Mutual exclusion locks (mutexes) prevent multiple threads from simultaneously executing critical sections of code which access shared data (i.e., mutexes are used to serialize the execution of threads). All mutexes must be global. A successful call for a mutex lock via pthread_mutex_lock() will cause another thread that is also trying to lock the same mutex to block until the owner thread unlocks it via pthread_mutex_unlock()

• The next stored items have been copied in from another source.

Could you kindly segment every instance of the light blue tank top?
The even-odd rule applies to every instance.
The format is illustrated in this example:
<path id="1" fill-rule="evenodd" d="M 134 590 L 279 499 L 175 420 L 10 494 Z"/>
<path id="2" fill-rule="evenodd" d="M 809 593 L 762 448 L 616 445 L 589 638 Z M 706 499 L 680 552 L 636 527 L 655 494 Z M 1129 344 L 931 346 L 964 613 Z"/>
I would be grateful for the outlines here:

A mutex must be initialized with a call to pthread_mutex_init() before it can be used. The pthread_mutex_init() function initializes the mutex referenced by mp with attributes specified by:
pthread_mutex_t mut = PTHREAD_MUTEX_INITIALIZER(mut);
Lock and Unlock
A critical section of code is enclosed by a the call to lock the mutex and the call to unlock the mutex to protect it from simultaneous access by multiple threads. Only one thread at a time may possess mutually exclusive access to the critical section of code that is enclosed by the mutex-locking call and the mutex-unlocking call to protect the shared data. A thread calling to lock the mutex either gets exclusive access to the code starting from the successful locking until its call to unlock the mutex, or it waits until the mutex is unlocked by the thread that locked it.
Mutexes have ownership, unlike semaphores. Although any thread, within the scope of a mutex, can get an unlocked mutex and lock access to the same critical section of code, only the thread that locked a mutex can unlock it.
A call to pthread_mutex_lock() locks the mutex object referenced by If the mutex is already locked, the calling thread blocks until the mutex is freed; this will return with the mutex object referenced by mp in the locked state with the calling thread as its owner. If the current owner of a mutex tries to relock the mutex, it will result in deadlock.
pthread_mutex_trylock() is the same as pthread_mutex_lock() except that if the mutex object referenced by mp is locked (by any thread, including the current thread), the call returns immediately with an error.
pthread_mutex_unlock() is called by the owner of the mutex object referenced by mp to release it. The mutex must be locked and the calling thread must be the one that last locked the mutex (the owner). If there are threads blocked on the mutex object referenced by mp when pthread_mutex_unlock() is called, the mp is freed, and the scheduling policy will determine which thread gets the mutex. If the calling thread is not the owner of the lock, no error status is returned, and the behavior of the program is undefined.
If there is no waiting threads, pthread_mutex_destroy() destroys the mutex object referenced by the mutex object and it becomes uninitialized. The space used by the destroyed mutex variable is not freed. It needs to be explicitly reclaimed if it was dynamically allocated. Stack based allocation is common and does not permit deallocation until the stack frame is destoyed.
If successful, all of these functions return 0 ; otherwise, an error number is returned.
These functions fail and return the corresponding value if any of the following conditions are detected: pthread_mutex_trylock() fails and returns the corresponding value if any of the following conditions occur:
- The mutex pointed to by mp was already locked.
pthread_mutex_destroy() fails and returns the corresponding value if any of the following conditions occur:
- The mutex pointed to by mp has threads waiting on it.